001Uno splendido esemplare di moneta da 5 lire MARZO 1861 per Firenze (source: ex asta Bolaffi, 26.05.2011, lot 527)


“Dopo la proclamazione del Regno d’Italia – come scrive Michele Tocchi in “Panorama numismatico” n. 265 di settembre 2011 – infatti, la zecca fiorentina continuò a battere moneta, dedicandosi però esclusivamente alla monetazione cosiddetta ‘minuta’, cioè pezzi da 2 lire, lire e mezze lire, e al conio di medaglie richieste da soggetti committenti regionali in occasione di particolari eventi”. Con il Regio Decreto n. 326 del 9 novembre 1861, inoltre, fu stabilito che la coniazione di monete in oro, argento e bronzo fosse appannaggio esclusivo delle zecche di Torino, Milano e Napoli. “Il personale fiorentino, – prosegue Tocchi – gradualmente ridimensionato, rimase in carica principalmente per le attività di affinamento dei metalli; gli inventarii del fondo archivistico della zecca fiorentina si fermano agli estremi cronologici del 1862-1864, anno a cui risalgono gli ultimi registri, dedicati ormai esclusivamente ad una contabilità di liquidazione”. Fu così che neppure il raffinato omaggio numismatico tributato dalla zecca toscana a Vittorio Emanuele come re d’Italia sortì l’effetto di prolungare la storia di un’officina dalla quale erano usciti, per secoli, fiorini e rusponi, piastre e crazie.

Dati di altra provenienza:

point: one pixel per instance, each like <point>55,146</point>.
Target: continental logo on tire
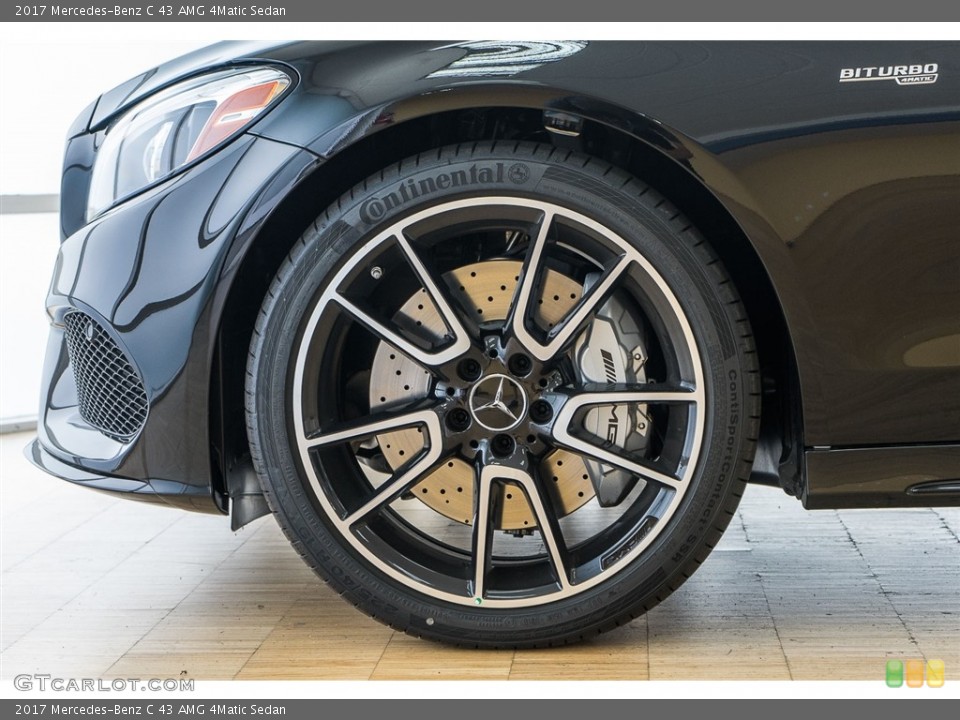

002Medaglia di Luigi Gori in omaggio al medico che curò Garibaldi sull’Aspromonte (Ae, mm 43,00, g -)(source: web)


Per quanto riguarda l’autore dei conii, quel Luigi Gori nato a Firenze nel 1838 e che era stato allievo all’Accademia di Belle Arti di Firenze ed incisore della zecca granducale, lo ricordiamo per numerose monete e medaglie, tra le quali anche alcune della prima serie a nome della Repubblica di San Marino. Uomo di vasta cultura artistica, socio corrispondente delle Reale Accademia di Urbino e della Scuola di Arti decorative, è davvero notevole il numero di medaglie che, nei più disparati settori e per le più svariate occasioni, portano la sua firma, fra queste la coniazione per il VI centenario di Dante, una commemorazione di Galileo come pure, del 1863, una medaglia che i volontari dell’Aspromonte offrirono al medico Ferdinando Zanetti, che curò dalle ferite Garibaldi; al tempo, il Gori doveva aver già allentato – se non cessato – il suo impegno presso la zecca fiorentina, tanto è vero che su questa medaglia figura la scritta LAB. ROSSI E F.LLI GORI, mentre successivamente, circa dal 1869, su alcune medaglie figura anche la dizione LUIGI GORI E FIGLIO F. Miglior destino toccò al marchese Luigi Ridolfi di Montescudaio il quale proseguì nella sua attività di imprenditore nel settore agricolo ricoprendo varie cariche tra cui quelle di presidente dell’Accademia dei Georgofili e del Comizio Agrario di Firenze (entrambe dal 1871) per essere poi nominato, nel 1876, senatore del Regno, carica che mantenne fino alla morte avvenuta, nella sua villa fiorentina di Scandicci, nel 1909.